[英]Python parse ip regex
I want to be able to parse something like "10.[3-25].0.X" into the actual list of ip addresses described by this rule, so for the above example rule the list would be [10.3.0.0, 10.3.0.1....10.25.0.255]. 我希望能够将类似“ 10. [3-25] .0.X”的内容解析到此规则描述的实际IP地址列表中,因此对于上述示例规则,该列表将为[10.3.0.0,10.3 .0.1 .... 10.25.0.255]。 What's the best way to do it?

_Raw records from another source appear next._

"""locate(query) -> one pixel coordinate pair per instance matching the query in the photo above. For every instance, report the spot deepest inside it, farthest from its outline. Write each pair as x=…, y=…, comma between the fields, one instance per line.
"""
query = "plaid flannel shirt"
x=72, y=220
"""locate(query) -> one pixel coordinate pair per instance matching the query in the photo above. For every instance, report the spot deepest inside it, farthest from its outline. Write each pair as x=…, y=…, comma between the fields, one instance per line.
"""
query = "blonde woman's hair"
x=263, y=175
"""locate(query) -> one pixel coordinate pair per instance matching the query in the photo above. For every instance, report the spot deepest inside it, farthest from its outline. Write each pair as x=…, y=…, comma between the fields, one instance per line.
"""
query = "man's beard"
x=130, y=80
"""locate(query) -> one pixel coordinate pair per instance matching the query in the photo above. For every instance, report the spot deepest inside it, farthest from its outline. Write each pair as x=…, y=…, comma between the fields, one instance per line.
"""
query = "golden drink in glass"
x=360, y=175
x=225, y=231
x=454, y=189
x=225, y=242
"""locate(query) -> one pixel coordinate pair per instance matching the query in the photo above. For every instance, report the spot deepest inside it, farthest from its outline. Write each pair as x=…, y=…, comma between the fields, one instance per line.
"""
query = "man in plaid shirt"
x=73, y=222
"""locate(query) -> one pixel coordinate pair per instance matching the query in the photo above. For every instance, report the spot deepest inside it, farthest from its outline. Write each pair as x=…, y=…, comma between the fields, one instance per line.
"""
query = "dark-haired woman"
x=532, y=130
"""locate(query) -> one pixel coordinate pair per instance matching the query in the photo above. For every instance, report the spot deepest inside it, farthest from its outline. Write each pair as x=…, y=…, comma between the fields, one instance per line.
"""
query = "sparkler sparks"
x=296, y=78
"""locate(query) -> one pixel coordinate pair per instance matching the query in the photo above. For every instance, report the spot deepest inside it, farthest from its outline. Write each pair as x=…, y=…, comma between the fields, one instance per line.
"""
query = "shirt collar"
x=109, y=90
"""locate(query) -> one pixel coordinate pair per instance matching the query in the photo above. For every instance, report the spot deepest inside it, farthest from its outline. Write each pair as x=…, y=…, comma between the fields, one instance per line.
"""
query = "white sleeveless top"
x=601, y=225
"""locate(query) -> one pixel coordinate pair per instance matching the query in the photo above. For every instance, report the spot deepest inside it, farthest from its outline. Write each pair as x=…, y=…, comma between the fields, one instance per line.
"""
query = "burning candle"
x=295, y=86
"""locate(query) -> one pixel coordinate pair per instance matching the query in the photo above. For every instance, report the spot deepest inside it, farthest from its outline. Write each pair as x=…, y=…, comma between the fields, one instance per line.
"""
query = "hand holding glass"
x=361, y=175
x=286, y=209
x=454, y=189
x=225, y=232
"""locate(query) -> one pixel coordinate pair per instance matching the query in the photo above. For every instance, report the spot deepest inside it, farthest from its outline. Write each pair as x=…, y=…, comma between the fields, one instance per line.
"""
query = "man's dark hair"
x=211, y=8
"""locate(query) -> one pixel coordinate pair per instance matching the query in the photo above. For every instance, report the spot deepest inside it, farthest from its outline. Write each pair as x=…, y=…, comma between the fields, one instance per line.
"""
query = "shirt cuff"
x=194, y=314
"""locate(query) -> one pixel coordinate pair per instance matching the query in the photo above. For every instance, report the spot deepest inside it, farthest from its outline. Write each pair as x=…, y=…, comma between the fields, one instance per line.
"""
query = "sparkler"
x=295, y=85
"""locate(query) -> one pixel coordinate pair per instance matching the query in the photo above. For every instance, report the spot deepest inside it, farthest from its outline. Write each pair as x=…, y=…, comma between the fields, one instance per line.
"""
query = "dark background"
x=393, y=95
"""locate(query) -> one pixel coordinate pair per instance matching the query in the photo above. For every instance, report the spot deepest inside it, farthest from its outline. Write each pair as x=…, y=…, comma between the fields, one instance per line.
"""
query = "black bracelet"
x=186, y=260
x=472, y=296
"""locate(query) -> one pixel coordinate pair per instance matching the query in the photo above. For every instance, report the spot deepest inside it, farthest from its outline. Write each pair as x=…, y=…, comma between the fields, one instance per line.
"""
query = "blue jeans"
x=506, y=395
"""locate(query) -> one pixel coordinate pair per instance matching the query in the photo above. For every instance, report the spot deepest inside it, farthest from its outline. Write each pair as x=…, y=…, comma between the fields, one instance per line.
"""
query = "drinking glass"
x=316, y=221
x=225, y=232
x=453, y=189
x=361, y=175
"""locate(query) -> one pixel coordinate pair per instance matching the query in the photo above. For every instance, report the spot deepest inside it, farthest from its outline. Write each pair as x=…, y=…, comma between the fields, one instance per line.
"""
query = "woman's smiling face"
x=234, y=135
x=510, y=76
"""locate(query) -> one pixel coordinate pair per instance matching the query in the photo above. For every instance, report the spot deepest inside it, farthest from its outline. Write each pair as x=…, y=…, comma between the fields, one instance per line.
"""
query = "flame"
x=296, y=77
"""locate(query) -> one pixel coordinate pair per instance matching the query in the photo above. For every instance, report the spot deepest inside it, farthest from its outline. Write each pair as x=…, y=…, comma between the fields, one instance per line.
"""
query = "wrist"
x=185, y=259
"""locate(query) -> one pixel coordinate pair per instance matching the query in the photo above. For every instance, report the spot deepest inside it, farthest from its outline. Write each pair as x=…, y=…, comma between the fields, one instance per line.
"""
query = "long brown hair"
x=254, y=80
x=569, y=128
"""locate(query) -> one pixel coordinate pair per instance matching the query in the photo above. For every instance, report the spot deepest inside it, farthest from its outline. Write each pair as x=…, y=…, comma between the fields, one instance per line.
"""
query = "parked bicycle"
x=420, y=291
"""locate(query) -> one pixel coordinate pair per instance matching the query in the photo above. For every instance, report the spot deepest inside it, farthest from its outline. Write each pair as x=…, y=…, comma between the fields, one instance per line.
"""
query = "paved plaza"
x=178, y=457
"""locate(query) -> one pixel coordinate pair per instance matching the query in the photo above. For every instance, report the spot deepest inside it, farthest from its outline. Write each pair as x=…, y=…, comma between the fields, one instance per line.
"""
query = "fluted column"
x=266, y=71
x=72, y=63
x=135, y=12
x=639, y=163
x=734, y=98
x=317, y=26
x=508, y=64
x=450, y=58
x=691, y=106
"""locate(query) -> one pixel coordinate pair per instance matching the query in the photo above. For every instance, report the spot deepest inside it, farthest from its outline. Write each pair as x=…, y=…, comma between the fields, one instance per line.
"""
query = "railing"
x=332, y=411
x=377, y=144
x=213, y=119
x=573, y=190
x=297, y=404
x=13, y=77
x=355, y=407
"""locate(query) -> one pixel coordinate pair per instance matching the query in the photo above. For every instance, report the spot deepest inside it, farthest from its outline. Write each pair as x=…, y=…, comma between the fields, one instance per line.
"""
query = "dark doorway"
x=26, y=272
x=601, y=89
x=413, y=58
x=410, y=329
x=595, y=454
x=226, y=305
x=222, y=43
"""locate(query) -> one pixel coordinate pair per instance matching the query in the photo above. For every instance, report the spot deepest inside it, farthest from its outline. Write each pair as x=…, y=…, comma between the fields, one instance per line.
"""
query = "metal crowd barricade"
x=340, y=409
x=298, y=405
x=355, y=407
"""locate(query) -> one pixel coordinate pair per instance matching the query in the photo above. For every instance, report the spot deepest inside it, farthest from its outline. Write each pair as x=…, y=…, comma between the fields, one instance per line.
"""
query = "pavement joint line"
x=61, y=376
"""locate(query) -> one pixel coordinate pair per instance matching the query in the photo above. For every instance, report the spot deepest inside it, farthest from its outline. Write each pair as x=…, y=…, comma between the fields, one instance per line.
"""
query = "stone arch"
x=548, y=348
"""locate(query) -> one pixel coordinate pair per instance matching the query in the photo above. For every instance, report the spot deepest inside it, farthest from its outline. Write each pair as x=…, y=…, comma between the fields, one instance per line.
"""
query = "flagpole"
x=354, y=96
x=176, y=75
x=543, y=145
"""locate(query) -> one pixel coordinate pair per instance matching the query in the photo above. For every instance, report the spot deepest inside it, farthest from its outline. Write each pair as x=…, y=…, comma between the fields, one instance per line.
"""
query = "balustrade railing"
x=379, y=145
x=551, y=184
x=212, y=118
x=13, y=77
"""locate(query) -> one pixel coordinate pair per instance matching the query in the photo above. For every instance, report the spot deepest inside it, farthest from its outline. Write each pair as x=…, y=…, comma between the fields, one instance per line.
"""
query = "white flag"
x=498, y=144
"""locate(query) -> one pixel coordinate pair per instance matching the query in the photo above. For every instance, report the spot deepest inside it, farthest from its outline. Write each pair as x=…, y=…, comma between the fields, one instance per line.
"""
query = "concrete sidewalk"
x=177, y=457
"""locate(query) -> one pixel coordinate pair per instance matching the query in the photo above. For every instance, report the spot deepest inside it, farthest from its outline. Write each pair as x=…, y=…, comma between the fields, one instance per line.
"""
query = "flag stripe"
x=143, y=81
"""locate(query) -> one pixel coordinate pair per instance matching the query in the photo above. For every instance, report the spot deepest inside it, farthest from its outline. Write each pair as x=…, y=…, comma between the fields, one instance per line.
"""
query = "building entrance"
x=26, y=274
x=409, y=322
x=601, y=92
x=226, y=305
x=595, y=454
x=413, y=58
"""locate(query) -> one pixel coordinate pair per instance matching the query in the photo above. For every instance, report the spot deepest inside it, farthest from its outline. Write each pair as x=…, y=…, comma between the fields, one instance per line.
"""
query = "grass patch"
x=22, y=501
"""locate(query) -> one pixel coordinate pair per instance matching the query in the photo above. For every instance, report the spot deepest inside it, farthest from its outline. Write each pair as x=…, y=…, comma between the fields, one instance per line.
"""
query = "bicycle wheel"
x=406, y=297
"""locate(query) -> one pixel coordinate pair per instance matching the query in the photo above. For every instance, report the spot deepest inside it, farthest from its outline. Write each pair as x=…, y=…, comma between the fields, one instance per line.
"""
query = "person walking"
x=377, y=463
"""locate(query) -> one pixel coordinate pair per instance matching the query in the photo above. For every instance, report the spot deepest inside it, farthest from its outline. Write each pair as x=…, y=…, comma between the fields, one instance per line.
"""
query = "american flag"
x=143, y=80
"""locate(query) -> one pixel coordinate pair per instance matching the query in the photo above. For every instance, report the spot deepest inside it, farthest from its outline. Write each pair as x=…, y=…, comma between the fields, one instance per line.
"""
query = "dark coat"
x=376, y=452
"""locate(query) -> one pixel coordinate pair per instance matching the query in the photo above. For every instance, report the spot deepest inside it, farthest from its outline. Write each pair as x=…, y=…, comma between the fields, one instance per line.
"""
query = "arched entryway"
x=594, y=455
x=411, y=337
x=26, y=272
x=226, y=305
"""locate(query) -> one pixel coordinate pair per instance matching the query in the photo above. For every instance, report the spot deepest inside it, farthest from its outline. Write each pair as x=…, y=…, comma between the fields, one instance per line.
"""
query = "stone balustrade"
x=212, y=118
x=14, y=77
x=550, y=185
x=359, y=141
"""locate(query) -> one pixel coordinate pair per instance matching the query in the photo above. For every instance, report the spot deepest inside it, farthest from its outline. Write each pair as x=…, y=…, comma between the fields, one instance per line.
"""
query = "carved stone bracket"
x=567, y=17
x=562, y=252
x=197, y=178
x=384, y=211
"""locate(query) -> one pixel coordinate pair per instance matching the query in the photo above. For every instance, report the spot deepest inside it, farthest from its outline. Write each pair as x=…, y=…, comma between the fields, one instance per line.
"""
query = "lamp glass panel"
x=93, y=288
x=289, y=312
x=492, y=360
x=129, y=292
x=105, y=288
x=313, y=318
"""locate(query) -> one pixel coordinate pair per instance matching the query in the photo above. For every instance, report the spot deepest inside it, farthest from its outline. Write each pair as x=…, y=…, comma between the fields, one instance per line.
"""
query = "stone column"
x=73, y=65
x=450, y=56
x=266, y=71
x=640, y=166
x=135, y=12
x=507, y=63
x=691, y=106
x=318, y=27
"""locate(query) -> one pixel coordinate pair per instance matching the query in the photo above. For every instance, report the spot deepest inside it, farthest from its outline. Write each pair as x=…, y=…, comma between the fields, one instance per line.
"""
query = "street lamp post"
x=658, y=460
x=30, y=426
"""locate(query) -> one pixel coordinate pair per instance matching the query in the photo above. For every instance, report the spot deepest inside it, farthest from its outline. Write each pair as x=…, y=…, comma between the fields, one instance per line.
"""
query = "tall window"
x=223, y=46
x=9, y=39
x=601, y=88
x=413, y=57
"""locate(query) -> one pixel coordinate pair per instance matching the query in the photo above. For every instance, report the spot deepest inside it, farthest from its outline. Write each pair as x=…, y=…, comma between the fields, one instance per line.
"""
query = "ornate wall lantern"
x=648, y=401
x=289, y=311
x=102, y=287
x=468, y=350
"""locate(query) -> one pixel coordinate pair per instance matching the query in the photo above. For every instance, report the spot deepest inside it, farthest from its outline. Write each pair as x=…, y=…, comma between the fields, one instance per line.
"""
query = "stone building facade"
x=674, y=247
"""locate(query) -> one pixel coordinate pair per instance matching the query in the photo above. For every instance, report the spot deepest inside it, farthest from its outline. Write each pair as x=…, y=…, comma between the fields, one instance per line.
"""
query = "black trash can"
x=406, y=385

最好的方法是什么? So far the only thing I was able to come out with is the following awful-looking function:
到目前为止,我唯一能想到的就是以下可怕的功能:
wc = ''.join(wc.split()).upper()
wc = re.sub(r'(?<![\[-])(\d+)(?![\]-])', r'[\1-\1]', wc)
wc = re.sub(r'X', r'[0-255]', wc).split('.')
ips = []
for i in range(int(re.findall(r'(\d+)-(\d+)', wc[0])[0][0]), int(re.findall(r'(\d+)-(\d+)', wc[0])[0][1]) + 1):
for j in range(int(re.findall(r'(\d+)-(\d+)', wc[1])[0][0]), int(re.findall(r'(\d+)-(\d+)', wc[1])[0][1]) + 1):
for k in range(int(re.findall(r'(\d+)-(\d+)', wc[2])[0][0]), int(re.findall(r'(\d+)-(\d+)', wc[2])[0][1]) + 1):
for p in range(int(re.findall(r'(\d+)-(\d+)', wc[3])[0][0]), int(re.findall(r'(\d+)-(\d+)', wc[3])[0][1]) + 1):
ips.append(str(i) + '.' + str(j) + '.' + str(k) + '.' + str(p))
return ips
Any improvement ideas would be greatly appreciated. 任何改进的想法将不胜感激。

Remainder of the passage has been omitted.